Justiça mantém prisão de PM por morte de jovem que construiu réplica de avião da FAB em MT
A Justiça manteve, nesta segunda-feira (24), a prisão do tenente da Polícia Militar Elias Ribeiro da Silva, que também era diretor de uma escola cívico-militar em Colniza, a 1.065 km de Cuiabá. Ele é acusado de assassinar o segurança Claudemir Sá Ribeiro, de 26 anos, no domingo (23), em um bar da cidade.
Claudemir e seu irmão, Paulo Henrique Sá Ribeiro, ficaram conhecidos nacionalmente em 2019 após construírem, de forma artesanal, uma réplica da aeronave A-29 Super Tucano, da Força Aérea Brasileira (FAB), utilizando motor de Fusca, madeira, zinco e metalon.
Após audiência de custódia, a prisão em flagrante de Elias foi convertida em prisão preventiva. O Ministério Público de Mato Grosso (MPMT) também solicitou a expedição de mandado de busca e apreensão para verificar se o acusado possui outras armas em casa, além da quebra de sigilo telefônico.

O crime
Imagens de câmaras de segurança registraram o momento em que o policial, que dividia uma mesa com a vítima e outras pessoas, levanta-se, saca a arma e dispara à queima-roupa no peito de Claudemir. A vítima ainda tentou correr, mas caiu logo em seguida. Frequentadores do bar fugiram assustados.

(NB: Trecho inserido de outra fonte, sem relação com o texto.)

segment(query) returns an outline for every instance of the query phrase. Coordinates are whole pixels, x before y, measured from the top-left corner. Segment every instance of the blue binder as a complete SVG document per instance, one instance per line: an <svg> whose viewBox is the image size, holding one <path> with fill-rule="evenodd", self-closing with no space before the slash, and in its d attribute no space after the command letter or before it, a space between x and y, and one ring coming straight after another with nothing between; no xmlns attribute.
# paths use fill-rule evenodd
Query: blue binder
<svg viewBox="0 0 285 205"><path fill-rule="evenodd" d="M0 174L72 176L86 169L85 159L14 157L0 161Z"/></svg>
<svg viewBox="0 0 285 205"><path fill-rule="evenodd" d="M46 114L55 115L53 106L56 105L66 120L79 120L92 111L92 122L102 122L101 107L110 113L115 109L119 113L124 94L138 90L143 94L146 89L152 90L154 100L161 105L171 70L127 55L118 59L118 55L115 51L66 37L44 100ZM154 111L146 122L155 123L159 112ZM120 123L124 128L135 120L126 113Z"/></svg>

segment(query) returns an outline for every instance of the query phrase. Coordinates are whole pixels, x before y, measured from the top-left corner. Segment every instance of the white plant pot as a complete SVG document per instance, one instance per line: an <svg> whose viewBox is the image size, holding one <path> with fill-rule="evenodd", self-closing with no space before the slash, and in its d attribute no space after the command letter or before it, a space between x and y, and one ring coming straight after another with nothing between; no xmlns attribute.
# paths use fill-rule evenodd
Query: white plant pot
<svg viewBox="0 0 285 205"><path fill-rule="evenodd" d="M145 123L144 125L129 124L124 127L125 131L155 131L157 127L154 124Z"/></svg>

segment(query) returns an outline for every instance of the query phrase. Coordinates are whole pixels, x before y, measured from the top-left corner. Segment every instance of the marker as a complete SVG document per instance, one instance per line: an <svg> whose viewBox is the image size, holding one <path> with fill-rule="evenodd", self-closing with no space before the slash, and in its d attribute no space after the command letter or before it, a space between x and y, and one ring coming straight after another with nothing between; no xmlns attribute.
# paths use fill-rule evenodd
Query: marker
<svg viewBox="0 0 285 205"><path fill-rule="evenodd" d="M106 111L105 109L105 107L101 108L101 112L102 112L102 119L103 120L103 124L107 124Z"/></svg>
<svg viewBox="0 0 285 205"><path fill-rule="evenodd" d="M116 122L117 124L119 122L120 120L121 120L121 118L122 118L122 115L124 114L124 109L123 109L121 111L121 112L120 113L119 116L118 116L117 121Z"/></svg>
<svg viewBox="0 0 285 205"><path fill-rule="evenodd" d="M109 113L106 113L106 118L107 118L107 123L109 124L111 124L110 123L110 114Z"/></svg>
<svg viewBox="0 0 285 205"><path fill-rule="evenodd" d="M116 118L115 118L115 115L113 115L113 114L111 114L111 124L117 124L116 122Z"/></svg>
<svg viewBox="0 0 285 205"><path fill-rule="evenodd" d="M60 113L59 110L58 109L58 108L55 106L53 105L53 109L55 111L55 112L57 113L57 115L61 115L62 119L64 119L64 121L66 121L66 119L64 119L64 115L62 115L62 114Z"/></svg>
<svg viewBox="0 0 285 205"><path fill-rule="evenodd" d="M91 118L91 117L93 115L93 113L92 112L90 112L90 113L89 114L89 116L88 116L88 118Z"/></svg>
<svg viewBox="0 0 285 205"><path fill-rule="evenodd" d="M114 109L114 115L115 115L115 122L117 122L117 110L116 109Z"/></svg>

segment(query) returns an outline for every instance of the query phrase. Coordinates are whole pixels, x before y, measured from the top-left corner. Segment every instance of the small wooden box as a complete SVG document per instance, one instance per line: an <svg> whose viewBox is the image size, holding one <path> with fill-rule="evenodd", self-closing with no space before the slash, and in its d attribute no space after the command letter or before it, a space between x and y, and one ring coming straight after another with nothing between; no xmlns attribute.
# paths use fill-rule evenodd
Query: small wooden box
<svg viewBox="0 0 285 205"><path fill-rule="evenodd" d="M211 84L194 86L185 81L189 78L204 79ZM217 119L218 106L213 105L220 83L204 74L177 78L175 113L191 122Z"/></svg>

Após o crime, o suspeito fugiu em uma motocicleta, mas foi localizado e preso pela polícia. Testemunhas acionaram o Samu, mas a vítima não resistiu e morreu no local.
Durante depoimento, Elias alegou que Claudemir seria membro de uma facção criminosa, motivo pelo qual o teria matado. No entanto, a Polícia Civil afirmou que não há qualquer indício de envolvimento da vítima com organizações criminosas.

Segundo uma funcionária do bar, Elias chegou ao local acompanhado de algumas mulheres, a quem ofereceu bebidas. Em determinado momento, elas teriam se deslocado para a mesa onde estavam Claudemir e seu irmão, o que pode ter motivado o crime.

O delegado responsável pelo caso, Ronaldo Binoti Filho, classificou a versão do PM como “fantasiosa”. Segundo ele, o disparo teria ocorrido “simplesmente pelo fato de o suspeito não ter sido correspondido pelas mulheres com quem estava”.